En pleine réflexion sur la rétention de sûreté, les sénateurs découvrent à Tournai un projet plutôt unique. La Défense sociale aux Marronniers “est un outil particulier en Belgique, et en Europe”, dit d’emblée Jean Foncoux, directeur général adjoint. La particularité de l’établissement de Tournai ? Il suit un modèle hospitalier, et non carcéral. “Nous sommes à la croisée des chemins, notamment entre la santé et la justice, entre la délinquance et la resocialisation”, ajoute Jean-Luc Hoebanx, directeur du département paramédical et psychosocial.
Et la tâche est ardue : la complexité des maladies mentales et des troubles psychiatriques. De plus, avant d’avoir sa place à la Défense sociale, le patient attend un an et demi dans les annexes psychiatriques des prisons. Le travail consiste ensuite à effectuer une bonne évaluation du patient, à définir une bonne orientation et à trouver le circuit de soins le plus approprié. “On tient bien sûr compte des risques de récidive et de passages à l’acte, et du délit pour lequel il est arrivé en Défense sociale”, remarque Jean-Luc Hoebanx.
De nombreux programmes thérapeutiques existent, d’autres sont en cours de création, comme un programme d’accompagnement à domicile notamment.

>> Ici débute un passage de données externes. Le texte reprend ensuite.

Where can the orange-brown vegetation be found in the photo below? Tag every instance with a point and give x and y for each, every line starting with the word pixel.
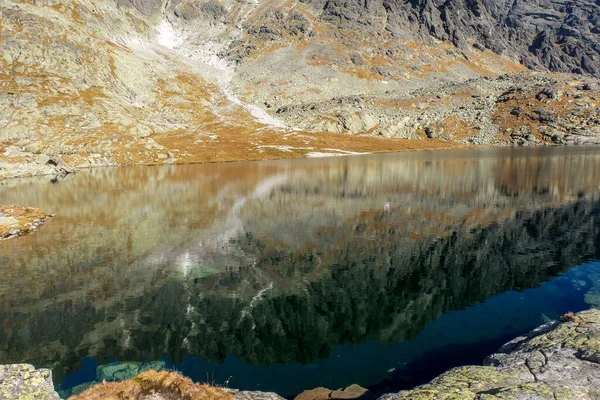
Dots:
pixel 161 385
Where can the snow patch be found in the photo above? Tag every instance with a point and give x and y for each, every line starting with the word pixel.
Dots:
pixel 338 152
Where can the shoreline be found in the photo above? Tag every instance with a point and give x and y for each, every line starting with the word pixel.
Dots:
pixel 59 167
pixel 557 360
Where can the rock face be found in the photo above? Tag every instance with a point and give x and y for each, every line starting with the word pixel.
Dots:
pixel 561 36
pixel 24 382
pixel 559 360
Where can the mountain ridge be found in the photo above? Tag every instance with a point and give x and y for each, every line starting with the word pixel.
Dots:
pixel 92 83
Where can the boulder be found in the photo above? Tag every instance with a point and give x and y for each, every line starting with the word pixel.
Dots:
pixel 559 360
pixel 24 382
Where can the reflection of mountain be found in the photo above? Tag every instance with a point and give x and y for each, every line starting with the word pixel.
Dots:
pixel 339 252
pixel 386 291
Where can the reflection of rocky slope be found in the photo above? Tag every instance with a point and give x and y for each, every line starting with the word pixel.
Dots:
pixel 316 259
pixel 126 82
pixel 555 361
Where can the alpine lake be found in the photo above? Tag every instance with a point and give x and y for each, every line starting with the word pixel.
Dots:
pixel 380 270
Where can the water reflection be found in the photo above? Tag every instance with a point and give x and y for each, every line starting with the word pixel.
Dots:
pixel 282 264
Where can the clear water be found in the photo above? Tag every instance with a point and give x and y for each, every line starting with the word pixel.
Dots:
pixel 381 270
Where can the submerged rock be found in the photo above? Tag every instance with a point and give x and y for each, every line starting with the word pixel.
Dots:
pixel 351 392
pixel 559 360
pixel 24 382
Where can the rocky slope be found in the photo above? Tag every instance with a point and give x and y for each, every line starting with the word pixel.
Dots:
pixel 557 361
pixel 118 82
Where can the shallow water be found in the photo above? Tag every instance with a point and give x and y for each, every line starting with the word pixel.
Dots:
pixel 381 270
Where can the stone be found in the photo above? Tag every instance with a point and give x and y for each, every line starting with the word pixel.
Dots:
pixel 24 382
pixel 321 393
pixel 558 360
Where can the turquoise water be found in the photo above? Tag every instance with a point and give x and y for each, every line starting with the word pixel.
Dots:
pixel 283 276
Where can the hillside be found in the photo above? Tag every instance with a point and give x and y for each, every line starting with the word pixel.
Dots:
pixel 118 82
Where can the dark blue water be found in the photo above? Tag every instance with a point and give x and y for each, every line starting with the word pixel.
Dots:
pixel 381 270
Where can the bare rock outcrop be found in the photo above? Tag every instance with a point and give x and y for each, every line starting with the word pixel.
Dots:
pixel 559 360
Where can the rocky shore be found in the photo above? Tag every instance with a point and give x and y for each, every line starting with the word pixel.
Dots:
pixel 558 360
pixel 16 220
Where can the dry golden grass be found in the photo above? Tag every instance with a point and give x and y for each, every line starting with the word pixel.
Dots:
pixel 159 385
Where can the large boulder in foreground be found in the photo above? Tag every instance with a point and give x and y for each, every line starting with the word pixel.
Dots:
pixel 559 360
pixel 24 382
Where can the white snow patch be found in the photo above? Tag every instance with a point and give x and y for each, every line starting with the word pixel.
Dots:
pixel 335 152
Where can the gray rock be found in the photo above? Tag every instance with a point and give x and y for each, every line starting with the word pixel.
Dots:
pixel 559 360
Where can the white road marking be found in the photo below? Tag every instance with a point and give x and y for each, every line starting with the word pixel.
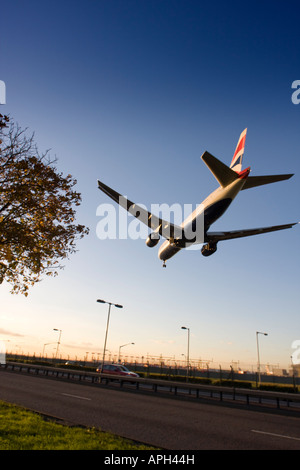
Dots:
pixel 76 396
pixel 276 435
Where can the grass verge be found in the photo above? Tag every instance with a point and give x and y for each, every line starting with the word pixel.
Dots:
pixel 21 429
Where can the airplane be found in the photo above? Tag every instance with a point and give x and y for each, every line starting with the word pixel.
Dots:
pixel 232 180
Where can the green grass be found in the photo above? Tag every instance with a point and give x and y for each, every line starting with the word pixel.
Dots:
pixel 21 429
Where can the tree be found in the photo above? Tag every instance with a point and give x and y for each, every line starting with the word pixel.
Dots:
pixel 37 211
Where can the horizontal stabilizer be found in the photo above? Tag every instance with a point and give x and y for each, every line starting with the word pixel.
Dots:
pixel 221 172
pixel 219 236
pixel 253 181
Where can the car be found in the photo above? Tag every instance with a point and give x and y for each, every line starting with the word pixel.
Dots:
pixel 116 369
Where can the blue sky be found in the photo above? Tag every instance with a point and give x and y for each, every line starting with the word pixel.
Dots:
pixel 132 93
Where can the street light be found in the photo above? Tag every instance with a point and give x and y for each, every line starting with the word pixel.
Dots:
pixel 122 346
pixel 258 359
pixel 188 352
pixel 58 342
pixel 107 324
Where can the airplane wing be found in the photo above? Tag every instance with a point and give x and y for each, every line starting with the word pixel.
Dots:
pixel 219 236
pixel 158 225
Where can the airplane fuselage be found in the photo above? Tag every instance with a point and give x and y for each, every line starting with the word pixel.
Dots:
pixel 208 212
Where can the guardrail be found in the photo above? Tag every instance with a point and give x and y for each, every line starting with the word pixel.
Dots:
pixel 165 387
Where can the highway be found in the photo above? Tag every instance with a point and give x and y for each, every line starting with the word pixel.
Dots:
pixel 167 423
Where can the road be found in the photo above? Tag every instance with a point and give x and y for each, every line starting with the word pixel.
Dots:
pixel 167 423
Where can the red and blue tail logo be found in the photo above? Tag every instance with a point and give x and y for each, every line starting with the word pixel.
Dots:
pixel 236 163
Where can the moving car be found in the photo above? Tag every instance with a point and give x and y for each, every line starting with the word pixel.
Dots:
pixel 116 369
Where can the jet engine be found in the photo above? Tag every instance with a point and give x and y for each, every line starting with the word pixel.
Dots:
pixel 152 240
pixel 209 249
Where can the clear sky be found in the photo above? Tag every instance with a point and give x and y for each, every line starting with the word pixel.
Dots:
pixel 133 92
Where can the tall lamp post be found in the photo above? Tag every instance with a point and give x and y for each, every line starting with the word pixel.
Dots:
pixel 58 342
pixel 258 358
pixel 188 352
pixel 107 325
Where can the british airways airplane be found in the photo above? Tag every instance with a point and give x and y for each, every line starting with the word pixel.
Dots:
pixel 232 180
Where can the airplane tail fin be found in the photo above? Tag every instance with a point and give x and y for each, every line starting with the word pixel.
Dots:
pixel 236 163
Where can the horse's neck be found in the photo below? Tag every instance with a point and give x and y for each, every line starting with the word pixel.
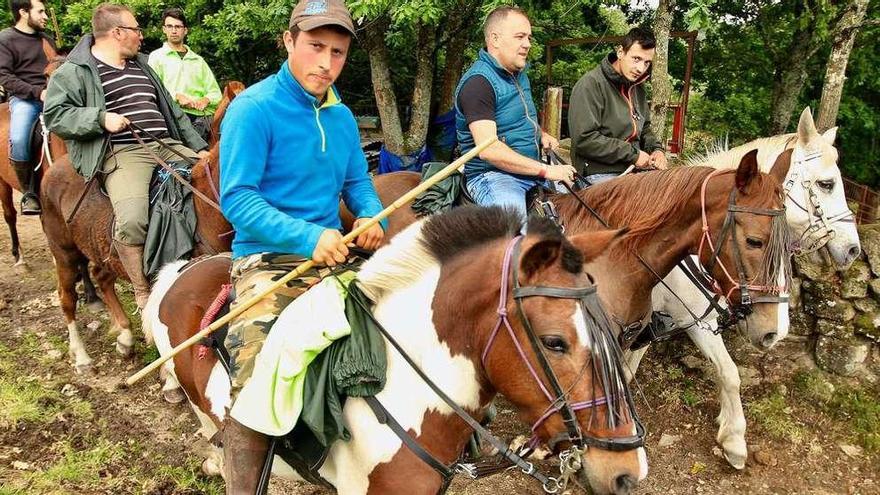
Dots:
pixel 625 284
pixel 768 150
pixel 211 227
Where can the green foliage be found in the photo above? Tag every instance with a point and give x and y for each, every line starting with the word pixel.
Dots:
pixel 773 413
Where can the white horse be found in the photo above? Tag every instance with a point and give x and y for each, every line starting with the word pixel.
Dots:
pixel 823 227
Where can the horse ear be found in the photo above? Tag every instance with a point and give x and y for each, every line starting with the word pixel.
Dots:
pixel 830 135
pixel 540 255
pixel 747 170
pixel 807 127
pixel 594 244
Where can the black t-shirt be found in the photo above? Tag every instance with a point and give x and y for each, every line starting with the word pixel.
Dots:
pixel 477 100
pixel 22 62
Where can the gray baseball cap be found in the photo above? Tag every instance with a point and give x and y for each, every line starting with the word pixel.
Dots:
pixel 311 14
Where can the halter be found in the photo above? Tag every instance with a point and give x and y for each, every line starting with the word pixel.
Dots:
pixel 586 297
pixel 743 284
pixel 820 230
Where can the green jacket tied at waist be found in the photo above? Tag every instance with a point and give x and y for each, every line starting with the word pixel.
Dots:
pixel 74 109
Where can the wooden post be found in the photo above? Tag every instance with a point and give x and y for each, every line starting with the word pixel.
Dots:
pixel 553 112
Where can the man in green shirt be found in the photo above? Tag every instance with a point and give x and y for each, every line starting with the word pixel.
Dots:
pixel 185 73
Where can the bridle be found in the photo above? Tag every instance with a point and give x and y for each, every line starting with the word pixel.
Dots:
pixel 570 459
pixel 588 301
pixel 820 230
pixel 772 293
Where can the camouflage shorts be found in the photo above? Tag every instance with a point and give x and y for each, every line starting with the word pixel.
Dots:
pixel 250 276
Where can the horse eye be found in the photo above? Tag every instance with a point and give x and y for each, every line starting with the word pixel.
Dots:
pixel 827 185
pixel 554 343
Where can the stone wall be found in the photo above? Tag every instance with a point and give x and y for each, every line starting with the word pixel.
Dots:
pixel 840 312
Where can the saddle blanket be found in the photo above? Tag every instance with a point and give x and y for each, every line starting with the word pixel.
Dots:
pixel 272 399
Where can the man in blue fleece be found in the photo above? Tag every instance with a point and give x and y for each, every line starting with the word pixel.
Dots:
pixel 289 149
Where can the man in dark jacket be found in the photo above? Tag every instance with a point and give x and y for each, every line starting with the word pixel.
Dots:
pixel 494 98
pixel 97 102
pixel 608 114
pixel 22 62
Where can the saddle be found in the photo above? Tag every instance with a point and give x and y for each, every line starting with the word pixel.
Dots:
pixel 326 386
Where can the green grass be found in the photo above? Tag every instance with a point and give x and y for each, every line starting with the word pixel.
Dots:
pixel 189 478
pixel 858 408
pixel 774 414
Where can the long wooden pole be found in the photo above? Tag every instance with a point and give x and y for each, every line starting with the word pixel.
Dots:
pixel 55 25
pixel 350 237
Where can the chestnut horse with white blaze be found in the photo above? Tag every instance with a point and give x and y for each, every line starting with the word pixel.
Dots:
pixel 664 209
pixel 78 219
pixel 823 228
pixel 442 288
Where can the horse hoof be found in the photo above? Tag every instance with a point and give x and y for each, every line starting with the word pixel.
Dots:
pixel 96 306
pixel 736 461
pixel 210 467
pixel 175 396
pixel 123 350
pixel 84 369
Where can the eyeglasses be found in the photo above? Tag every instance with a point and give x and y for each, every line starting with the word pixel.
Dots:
pixel 137 29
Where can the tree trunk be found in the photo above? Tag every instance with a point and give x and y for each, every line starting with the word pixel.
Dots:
pixel 835 71
pixel 791 67
pixel 422 89
pixel 383 88
pixel 660 84
pixel 460 24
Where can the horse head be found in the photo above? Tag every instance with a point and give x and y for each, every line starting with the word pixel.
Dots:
pixel 556 358
pixel 745 247
pixel 818 212
pixel 230 91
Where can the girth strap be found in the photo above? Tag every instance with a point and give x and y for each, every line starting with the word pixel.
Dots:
pixel 384 417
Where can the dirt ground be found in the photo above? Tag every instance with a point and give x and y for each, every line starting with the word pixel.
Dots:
pixel 63 433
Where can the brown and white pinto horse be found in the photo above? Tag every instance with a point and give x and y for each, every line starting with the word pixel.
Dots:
pixel 8 178
pixel 75 238
pixel 436 289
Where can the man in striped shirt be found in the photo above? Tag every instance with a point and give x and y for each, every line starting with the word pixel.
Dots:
pixel 97 101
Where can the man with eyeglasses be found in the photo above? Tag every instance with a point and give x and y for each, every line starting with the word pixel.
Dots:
pixel 185 73
pixel 494 98
pixel 104 94
pixel 608 114
pixel 22 65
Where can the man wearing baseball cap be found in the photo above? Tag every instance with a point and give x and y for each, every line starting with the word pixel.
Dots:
pixel 290 148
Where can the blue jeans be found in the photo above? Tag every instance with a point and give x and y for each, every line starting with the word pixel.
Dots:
pixel 597 178
pixel 22 115
pixel 501 189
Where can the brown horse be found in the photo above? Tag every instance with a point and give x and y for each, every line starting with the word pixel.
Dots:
pixel 77 237
pixel 436 288
pixel 664 211
pixel 8 177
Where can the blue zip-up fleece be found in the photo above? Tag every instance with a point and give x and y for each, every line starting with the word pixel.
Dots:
pixel 284 160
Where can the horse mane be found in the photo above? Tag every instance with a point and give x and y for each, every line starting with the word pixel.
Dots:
pixel 644 202
pixel 720 155
pixel 438 239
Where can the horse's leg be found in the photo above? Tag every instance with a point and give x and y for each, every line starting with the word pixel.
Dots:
pixel 93 302
pixel 632 360
pixel 731 420
pixel 10 216
pixel 119 320
pixel 65 268
pixel 171 390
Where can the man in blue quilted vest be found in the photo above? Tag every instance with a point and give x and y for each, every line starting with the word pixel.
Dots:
pixel 494 98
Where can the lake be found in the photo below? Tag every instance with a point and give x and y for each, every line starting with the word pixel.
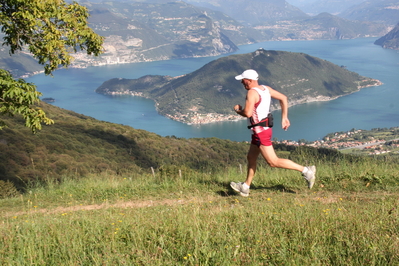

Car dehors, les patients libérés sont souvent abandonnés, font souvent face à un désert social. Là aussi, les Marronniers agissent, et veulent encore agir. Tout ce travail est effectué en réseau, et il est centré sur le patient pour ne pas l’aliéner à l’institution. Le but ultime est la sortie, la réintégration dans la société, même si ce n’est pas toujours possible.
Tous les six mois, les patients internés peuvent voir la Commission de défense sociale, chargée d’établir les modalités d’internement et composée d’un médecin, d’un magistrat et d’un avocat pour le patient.
Les patients peuvent y demander un régime plus souple, et plus tard une libération à l’essai ou définitive. “Ainsi, en 2008, il y a eu aux Marronniers 9 825 sorties seules, 12 313 sorties accompagnées”, indique le criminologue Pierre-Jean Cornu.
Chaque jour donc, 60 patients sortent. Une heure, une demi-journée… “Ça se fait progressivement, ça prépare le patient à la libération, qu’il prenne contact avec le milieu où il ira, dit Jean-Luc Hoebanx, directeur du département psychosocial et paramédical. 89 % des internés ont accès aux sorties. Quant au taux d’incidents en 2008, il est de 0.034 %, et il s’agit de légers retards et de fugues.”
Les sorties posent parfois un autre type de problème : faut-il laisser, oui ou non, Patrick Derochette faire ses courses à Tournai, même accompagné ? Le dilemme se trouve entre possible privation de liberté et trouble potentiel de l’ordre public.
Quoi qu’il en soit, la durée moyenne d’internement à la Défense sociale des Marronniers est de 4 ans. Certains patients y restent moins longtemps. D’autres n’en sortiront jamais.